Given a Web server and different classes of clients, the goal is to provide service differentiation by HTTP request scheduling on the website gateway. All HTTP requests originated from clients will pass through the website gateway and the gateway will schedule them to the Web server according to the QoS policies and the service rate of the Web server.
The website gateway first classifies the incoming requests into different service classes by inspecting the content of IP headers, HTTP headers, and HTTP payloads. Then the website gateway decides which request should be fetched next from different service classes and when it should be released to the Web server according to the QoS policies and the service rate of the Web server, respectively. For knowing the characteristics of Web pages stored in the Web server, the website gateway probes the Web server before the on-line operation. In a word, request classification, request scheduling and server probing are the three elements the website gateway does for service differentiation. These issues are discussed more deeply below.
For concentrating on the design of the request scheduling, the dynamically generated Web page and the cluster of servers are not considered in this work. A dynamically generated page varies its URL and response size. This makes the gateway hard to seize the characteristics of dynamic pages. In multiple-server scenarios, the issues of the server load balancing also need to be considered. Therefore, we only focus on a single Web server with static Web pages in this work.
2.1 Request Classification
A common classification paradigm is to inspect the IP 5-tuples (source IP address, destination IP address, source port number, destination port number, and protocol type) of a
packet header. However, this type of classification is content-blind, that is, the classifier cannot see the information contained in the application layer protocols. The website operator may wish to define more flexible QoS policies based on the application layer protocols such as HTTP for service differentiation. Therefore, the classifier should be content-aware, i.e. see the information contained in the application layer protocols. Below is some usable information for classifying Web requests based on HTTP.

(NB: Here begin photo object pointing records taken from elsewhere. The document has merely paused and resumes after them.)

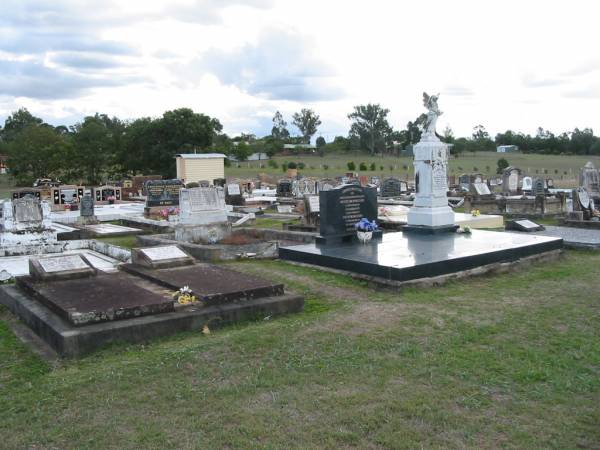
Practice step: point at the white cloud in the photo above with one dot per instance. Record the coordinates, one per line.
(510, 64)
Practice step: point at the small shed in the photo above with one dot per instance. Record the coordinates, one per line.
(193, 167)
(507, 149)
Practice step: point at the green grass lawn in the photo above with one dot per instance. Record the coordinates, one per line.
(508, 361)
(483, 162)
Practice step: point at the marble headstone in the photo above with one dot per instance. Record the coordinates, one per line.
(391, 187)
(201, 206)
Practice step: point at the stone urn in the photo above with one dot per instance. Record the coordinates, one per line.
(364, 236)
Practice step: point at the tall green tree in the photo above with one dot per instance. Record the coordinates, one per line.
(150, 145)
(279, 130)
(38, 152)
(307, 122)
(94, 148)
(17, 122)
(370, 126)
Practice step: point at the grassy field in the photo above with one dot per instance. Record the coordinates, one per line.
(509, 361)
(484, 162)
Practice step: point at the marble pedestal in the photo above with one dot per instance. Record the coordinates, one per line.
(430, 209)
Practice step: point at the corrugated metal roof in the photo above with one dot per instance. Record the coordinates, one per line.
(200, 155)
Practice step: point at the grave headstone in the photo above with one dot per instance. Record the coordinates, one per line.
(233, 195)
(87, 205)
(589, 179)
(391, 187)
(481, 189)
(162, 192)
(28, 209)
(341, 208)
(201, 206)
(510, 180)
(284, 188)
(538, 187)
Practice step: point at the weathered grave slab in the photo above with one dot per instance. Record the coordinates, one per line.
(61, 267)
(109, 229)
(72, 341)
(211, 284)
(523, 225)
(160, 257)
(102, 298)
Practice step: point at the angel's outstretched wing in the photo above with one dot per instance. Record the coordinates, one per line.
(425, 99)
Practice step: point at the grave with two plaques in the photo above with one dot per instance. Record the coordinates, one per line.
(429, 246)
(76, 309)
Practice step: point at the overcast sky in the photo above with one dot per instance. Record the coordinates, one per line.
(504, 64)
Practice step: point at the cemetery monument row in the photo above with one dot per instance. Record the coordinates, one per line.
(428, 246)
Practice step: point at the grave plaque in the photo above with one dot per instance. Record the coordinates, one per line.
(284, 188)
(162, 192)
(523, 225)
(28, 209)
(233, 189)
(341, 208)
(60, 267)
(481, 189)
(391, 187)
(160, 257)
(538, 187)
(87, 206)
(313, 204)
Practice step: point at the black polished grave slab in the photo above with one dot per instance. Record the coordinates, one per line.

1. URL (Uniform Resource Locator): An URL usually contains host name, port number, username/password, URL path, and file extension.

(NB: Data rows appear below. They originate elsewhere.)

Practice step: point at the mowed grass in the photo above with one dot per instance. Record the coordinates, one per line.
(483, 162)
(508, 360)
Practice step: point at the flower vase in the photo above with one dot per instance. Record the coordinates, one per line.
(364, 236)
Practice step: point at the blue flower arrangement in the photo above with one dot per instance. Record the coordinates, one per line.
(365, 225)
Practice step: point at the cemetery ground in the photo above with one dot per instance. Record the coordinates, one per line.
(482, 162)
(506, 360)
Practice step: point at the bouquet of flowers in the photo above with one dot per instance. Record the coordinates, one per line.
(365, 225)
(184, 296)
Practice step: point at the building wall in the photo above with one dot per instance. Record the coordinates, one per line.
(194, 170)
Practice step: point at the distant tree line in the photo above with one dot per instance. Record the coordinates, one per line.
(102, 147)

2. HTTP header: Some useful fields are “Authorization”, “Proxy-Authorization”, and
“User-Agent”.
3. HTTP payload: HTTP payload may contain session level identifiers. Cookie and SSL ID (Secure Sockets Layer Identifier) are two examples.

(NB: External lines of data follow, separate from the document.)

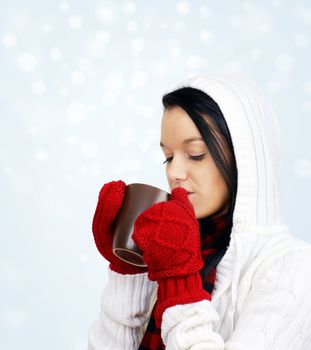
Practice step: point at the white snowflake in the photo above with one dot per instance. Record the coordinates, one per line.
(255, 53)
(207, 36)
(77, 112)
(7, 169)
(182, 7)
(95, 170)
(64, 6)
(157, 156)
(301, 40)
(136, 45)
(75, 22)
(129, 7)
(306, 87)
(126, 136)
(131, 26)
(284, 62)
(178, 26)
(115, 82)
(72, 139)
(77, 77)
(41, 155)
(139, 79)
(49, 187)
(204, 11)
(27, 62)
(9, 40)
(38, 87)
(107, 12)
(147, 112)
(161, 69)
(46, 27)
(56, 54)
(90, 149)
(103, 37)
(273, 87)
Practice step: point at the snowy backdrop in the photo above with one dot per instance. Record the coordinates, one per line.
(80, 97)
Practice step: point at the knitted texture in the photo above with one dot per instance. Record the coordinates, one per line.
(215, 237)
(110, 200)
(180, 290)
(168, 233)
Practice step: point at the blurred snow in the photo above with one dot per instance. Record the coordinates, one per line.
(80, 94)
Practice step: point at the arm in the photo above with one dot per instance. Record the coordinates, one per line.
(275, 316)
(125, 305)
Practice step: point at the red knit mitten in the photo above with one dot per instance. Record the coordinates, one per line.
(110, 200)
(168, 233)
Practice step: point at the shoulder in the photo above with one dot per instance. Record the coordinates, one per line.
(289, 267)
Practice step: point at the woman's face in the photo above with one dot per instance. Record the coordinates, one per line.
(191, 166)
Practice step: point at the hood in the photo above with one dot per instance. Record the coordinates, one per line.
(255, 134)
(258, 227)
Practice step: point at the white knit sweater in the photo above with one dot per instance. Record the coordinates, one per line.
(262, 295)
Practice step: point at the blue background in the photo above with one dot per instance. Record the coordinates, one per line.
(80, 97)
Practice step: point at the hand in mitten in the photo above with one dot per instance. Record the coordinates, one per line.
(110, 200)
(168, 233)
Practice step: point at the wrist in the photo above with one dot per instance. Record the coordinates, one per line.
(120, 266)
(179, 290)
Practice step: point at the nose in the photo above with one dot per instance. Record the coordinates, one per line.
(176, 170)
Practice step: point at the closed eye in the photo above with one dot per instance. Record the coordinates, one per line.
(195, 158)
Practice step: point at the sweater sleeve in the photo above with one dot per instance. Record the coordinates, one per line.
(276, 313)
(125, 308)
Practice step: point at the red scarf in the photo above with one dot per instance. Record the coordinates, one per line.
(215, 238)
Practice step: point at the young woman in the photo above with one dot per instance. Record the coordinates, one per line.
(223, 270)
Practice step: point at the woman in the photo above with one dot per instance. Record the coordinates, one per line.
(223, 270)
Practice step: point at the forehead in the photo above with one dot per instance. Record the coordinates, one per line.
(178, 120)
(177, 127)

In our work, a content-aware classification mechanism on the website gateway is presented to provide flexible QoS policies for website operators.
2.2 Request Scheduling
After HTTP requests have been classified and accumulated in the corresponding queues, the request scheduler decides which request should be fetched next and when it should be released to the Web server. For service differentiation, each class queue is assigned a weight and the server resource is proportionally partitioned according to the weights. The larger weight a class has, the more server resource the requests in that class can utilize. In our work, the server resource is partitioned based on throughput because it explicitly stands for the output rate of an HTTP response. Therefore, the request scheduler schedules requests for partitioning the throughput of the server.
Several packet scheduling disciplines, such as PQ (Priority Queuing) [13], WFQ
(Weighted Fair Queuing) [14], WRR (Weighted Round Robin) [15], and DRR [12], can be used for determining which queue to be fetched next. We intend to modify these packet scheduling algorithms for request scheduling. However, unlike traditional packet scheduling algorithms which are mostly work-conservative, our algorithm needs to be non-work-conservative for access link because the service time of a request depends on the size of its response, not the size of the request itself. With PQ, requests are scheduled from the head of a given queue only if all queues with higher priorities are empty. Within each priority queue, requests are scheduled in the FIFO (First In First Out) order. However, if the volume of higher-priority requests becomes excessive, lower-priority requests will be dropped as the buffer allocated to lower-priority queues starts to overflow. With WFQ, WRR, and DRR, each class queue will be assigned a percentage of the server resource according to its weight.
However, WFQ implements an O(log N), where N is the number of queues, algorithm that requires selecting the smallest timestamp among all queues. The O(1) WRR provides the correct percentage of the server resource to each class only if requests in the queues have the same response size or the mean of response size is known in advance. Therefore, the O(1) DRR is finally employed as our scheduling algorithm since it is much simpler and it can overcome the limitations of PQ, WFQ, and WRR.
Once the scheduler fetches a request, the next step is to decide its releasing time to the Web server. This is an extra step in request scheduling, compared to packet scheduling. If the releasing rate is too high, the incoming requests will be sent to the server too quick, causing the queues at the gateway to be empty and the requests to be queued on the server and may even overwhelm the server. Note the server itself does not provide any differentiation in processing the requests. Thus, the scheduler should release requests according to the service rate of the Web server. In our work, the window control mechanism is employed to throttle the rate of releasing requests. Combining the concepts of DRR and the window control, the scheduler can partition the throughput of the server and release requests according to the
service rate of the server.
2.3 Server Probing
In order to let the scheduler work accurately to partition the throughput of the Web server, some characteristics of Web pages stored in the server should be known in advance. Without modifying the system kernel or the daemon program in the Web server, URL and the response size of each Web page on the server are probed from the gateway before the on-line operation
or during the system initialization. The probed results are used by the scheduler for the initial accesses of the Web pages, and they will be updated repeatedly by the later accesses of the Web pages, should they get modified during the operation, because the gateway knows the latest response sizes when receiving the Web pages from the server.